Tuesday, 9 August 2011

The card and the bookmark in the post (London / Taiwan)

I’d come across a twee card in London that I then bought and sent off to 胡老大 Hú lăo dà, my good friend in Taiwan. 

The front of the card had a Victorian setting:  a little girl in floral smocks and pigtails, wearing a mop cap, sitting on a high stool with her back to the reader, writing at a Queen Anne bureau with a large quill.  At the foot of the high stool is a kitten playing with a ball of wool that had become a bit unravelled.

Hú lăo dà was at the time (1978) doing part of his national service on the island of 金门 Jīnmén ("gold gate”, also rendered as Quemoy / Kinmen), Taiwan’s (/ Republic of China’s) front-line military base just off the coast of Fujian province, S.E. China.  Any foreign post to him would have to go first to Taipei’s GPO before being re-routed to Jīnmén, 116 miles (187 km) from Taiwan across Taiwan Strait.  It took five to seven days for post to get from London to Taipei, so to Jīnmén it’d be another three days.

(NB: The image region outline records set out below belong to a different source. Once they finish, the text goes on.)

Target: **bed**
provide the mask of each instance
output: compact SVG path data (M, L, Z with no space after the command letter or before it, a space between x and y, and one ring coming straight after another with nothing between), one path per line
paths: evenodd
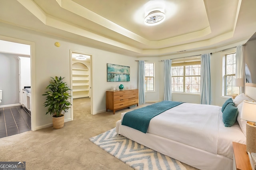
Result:
M230 127L224 123L223 106L182 103L154 117L146 133L122 125L126 113L122 113L116 131L200 170L231 170L232 142L246 144L246 121L240 118L242 101L256 98L256 84L246 83L244 94L233 101L238 113Z

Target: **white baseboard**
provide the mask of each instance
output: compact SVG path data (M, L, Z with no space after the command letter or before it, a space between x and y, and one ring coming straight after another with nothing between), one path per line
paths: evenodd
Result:
M12 107L12 106L20 106L21 105L20 104L8 104L7 105L3 105L3 106L0 106L0 108L2 108L2 107Z

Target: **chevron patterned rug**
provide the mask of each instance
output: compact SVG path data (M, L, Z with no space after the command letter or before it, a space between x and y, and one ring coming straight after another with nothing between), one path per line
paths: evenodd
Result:
M136 170L186 170L180 162L118 135L115 128L90 140Z

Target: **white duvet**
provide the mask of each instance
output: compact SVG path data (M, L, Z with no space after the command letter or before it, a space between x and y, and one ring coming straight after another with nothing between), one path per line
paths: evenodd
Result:
M184 103L154 117L147 133L232 158L232 141L246 139L237 123L224 127L222 114L219 106Z

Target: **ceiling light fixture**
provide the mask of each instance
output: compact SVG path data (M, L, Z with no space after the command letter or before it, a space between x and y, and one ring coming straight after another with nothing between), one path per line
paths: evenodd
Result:
M145 18L145 24L148 25L154 25L163 22L165 19L165 14L160 11L152 11Z
M80 60L86 60L86 57L82 55L78 55L76 57L76 59Z

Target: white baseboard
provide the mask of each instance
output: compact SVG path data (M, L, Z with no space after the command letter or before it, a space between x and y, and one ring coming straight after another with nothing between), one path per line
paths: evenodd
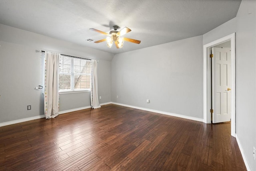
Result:
M115 102L107 102L106 103L102 103L102 104L100 104L101 106L103 106L103 105L106 105L106 104L116 104L117 105L122 106L125 107L128 107L129 108L134 108L135 109L140 109L141 110L145 110L145 111L149 111L149 112L155 112L155 113L158 113L161 114L164 114L171 116L176 116L176 117L178 117L179 118L184 118L185 119L190 119L191 120L196 120L197 121L203 122L203 119L201 119L200 118L194 118L192 117L188 116L180 115L178 114L174 114L172 113L169 113L169 112L166 112L161 111L159 110L154 110L152 109L150 109L146 108L141 108L140 107L134 106L133 106L128 105L127 104L122 104L121 103L116 103ZM70 109L70 110L63 110L62 111L59 112L59 114L63 114L66 113L71 112L74 112L77 110L82 110L84 109L88 109L89 108L91 108L90 106L82 107L82 108L76 108L75 109ZM37 116L32 117L30 118L25 118L24 119L19 119L18 120L15 120L12 121L7 122L6 122L0 123L0 127L6 126L9 125L12 125L12 124L18 124L20 122L24 122L28 121L31 120L34 120L35 119L40 119L41 118L44 118L45 117L45 116L44 115L40 115Z
M35 119L41 119L41 118L45 117L44 115L39 115L36 116L33 116L30 118L25 118L24 119L19 119L18 120L13 120L12 121L0 123L0 127L1 126L6 126L9 125L12 125L13 124L18 124L18 123L23 122L24 122L28 121Z
M141 110L145 110L146 111L152 112L155 113L158 113L161 114L166 114L167 115L171 116L176 116L179 118L183 118L184 119L190 119L190 120L196 120L196 121L204 122L203 119L200 118L194 118L193 117L188 116L185 115L182 115L179 114L174 114L172 113L167 112L163 112L160 110L154 110L153 109L148 109L146 108L141 108L140 107L128 105L127 104L122 104L121 103L116 103L115 102L112 102L112 104L116 104L119 106L123 106L128 107L129 108L134 108L135 109L140 109Z
M245 155L244 154L244 150L243 149L243 148L242 147L242 145L240 143L239 139L238 138L238 137L237 136L237 134L236 134L236 142L237 142L237 143L238 145L238 147L239 147L239 149L240 149L240 151L241 152L242 156L242 157L243 159L244 159L244 164L245 165L245 166L246 167L246 169L247 169L248 171L251 171L251 169L250 168L250 166L249 166L249 164L248 163L247 160L246 160L246 158L245 157Z
M111 102L108 102L106 103L102 103L100 104L101 106L105 105L106 104L111 104ZM74 112L77 110L82 110L83 109L88 109L91 108L91 106L88 106L83 107L82 108L76 108L75 109L70 109L69 110L63 110L62 111L59 112L59 114L63 114L66 113L71 112ZM6 126L9 125L12 125L15 124L18 124L19 123L23 122L24 122L29 121L30 120L34 120L35 119L41 119L41 118L44 118L45 117L44 115L40 115L37 116L34 116L30 118L25 118L24 119L19 119L18 120L13 120L12 121L7 122L6 122L0 123L0 127L1 126Z
M90 106L88 106L82 107L82 108L76 108L75 109L70 109L66 110L63 110L62 111L59 112L59 114L65 114L66 113L69 113L72 112L75 112L77 110L83 110L84 109L88 109L89 108L91 108L91 107Z

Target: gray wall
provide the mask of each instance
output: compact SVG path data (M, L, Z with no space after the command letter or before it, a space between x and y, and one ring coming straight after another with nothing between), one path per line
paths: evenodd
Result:
M251 170L256 171L256 1L242 1L236 38L236 134Z
M204 34L204 44L236 32L236 133L256 170L256 1L242 0L236 17Z
M202 36L116 55L112 101L202 118Z
M234 18L203 35L203 44L223 37L236 32L236 18Z
M44 59L36 50L47 49L98 63L100 103L111 101L111 61L113 55L20 29L0 25L0 123L44 114ZM90 92L60 95L60 111L90 105ZM31 110L27 106L31 105Z

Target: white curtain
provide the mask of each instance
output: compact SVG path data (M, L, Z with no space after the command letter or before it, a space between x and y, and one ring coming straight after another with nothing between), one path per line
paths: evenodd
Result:
M59 114L59 53L46 51L44 114L46 119Z
M96 109L100 107L98 97L98 81L97 77L97 62L96 60L92 60L92 85L91 90L91 106Z

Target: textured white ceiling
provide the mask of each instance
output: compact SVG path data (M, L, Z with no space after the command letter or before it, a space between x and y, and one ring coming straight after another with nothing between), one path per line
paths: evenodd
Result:
M202 35L236 17L240 0L4 0L0 23L114 54ZM106 35L117 25L123 37L140 40L108 48Z

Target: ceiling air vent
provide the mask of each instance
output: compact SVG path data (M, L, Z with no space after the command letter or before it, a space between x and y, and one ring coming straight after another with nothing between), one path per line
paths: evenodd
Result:
M94 40L93 40L92 39L88 39L86 40L86 41L90 41L90 42L92 42L92 41L94 41Z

The very day after I sent off my Victorian girl card to Hú lăo dà, I received in the post in London a bookmark from him, sent from Jīnmén, with exactly the same Victorian picture. 

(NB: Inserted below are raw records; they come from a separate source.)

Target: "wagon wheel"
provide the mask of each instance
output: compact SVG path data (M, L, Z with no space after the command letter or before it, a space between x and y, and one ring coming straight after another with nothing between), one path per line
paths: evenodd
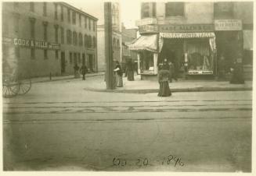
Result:
M31 79L27 79L19 81L20 90L19 95L23 95L27 93L31 88Z
M2 96L6 98L16 96L20 90L20 85L10 75L2 76Z

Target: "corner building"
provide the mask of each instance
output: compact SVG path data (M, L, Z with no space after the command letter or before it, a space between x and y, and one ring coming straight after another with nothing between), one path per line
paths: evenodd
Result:
M141 37L129 47L142 79L156 79L164 58L179 77L217 76L221 55L227 72L238 59L252 74L252 2L142 2L136 26Z
M97 19L65 2L3 2L3 72L26 77L97 71Z

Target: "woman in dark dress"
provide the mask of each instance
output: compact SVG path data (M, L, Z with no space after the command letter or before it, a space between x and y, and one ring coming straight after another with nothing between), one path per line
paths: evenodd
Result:
M158 83L160 85L158 97L169 97L171 95L169 87L169 65L164 61L158 73Z
M127 79L128 81L134 81L134 69L131 61L127 63Z

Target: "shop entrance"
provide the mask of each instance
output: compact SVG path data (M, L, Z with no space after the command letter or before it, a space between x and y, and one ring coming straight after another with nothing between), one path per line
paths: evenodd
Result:
M60 54L60 66L61 66L61 73L65 72L65 52L61 52Z

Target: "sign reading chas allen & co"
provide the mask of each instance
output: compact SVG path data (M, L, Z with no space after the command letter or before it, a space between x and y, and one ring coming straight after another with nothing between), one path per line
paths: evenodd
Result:
M14 44L15 46L19 46L19 47L36 48L40 49L49 49L49 50L60 49L59 44L49 43L47 41L42 41L42 40L34 40L31 39L21 39L21 38L13 38L13 39L8 38L3 40L5 43L10 43Z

He could not possibly have received my card already and then spotted its replica in the shops, which would then prompt him to buy it for me.  

Besides, the Victorian scene would be an alien concept to Chinese card producers at the time, and therefore not likely to be a common find even in Taipei, never mind in Jīnmén, an outback military outpost of all places.  

And even if it was available in Jīnmén, by some strange odds, why did Hú lăo dà pick out that bookmark of all items to send to me??  Very spooky indeed.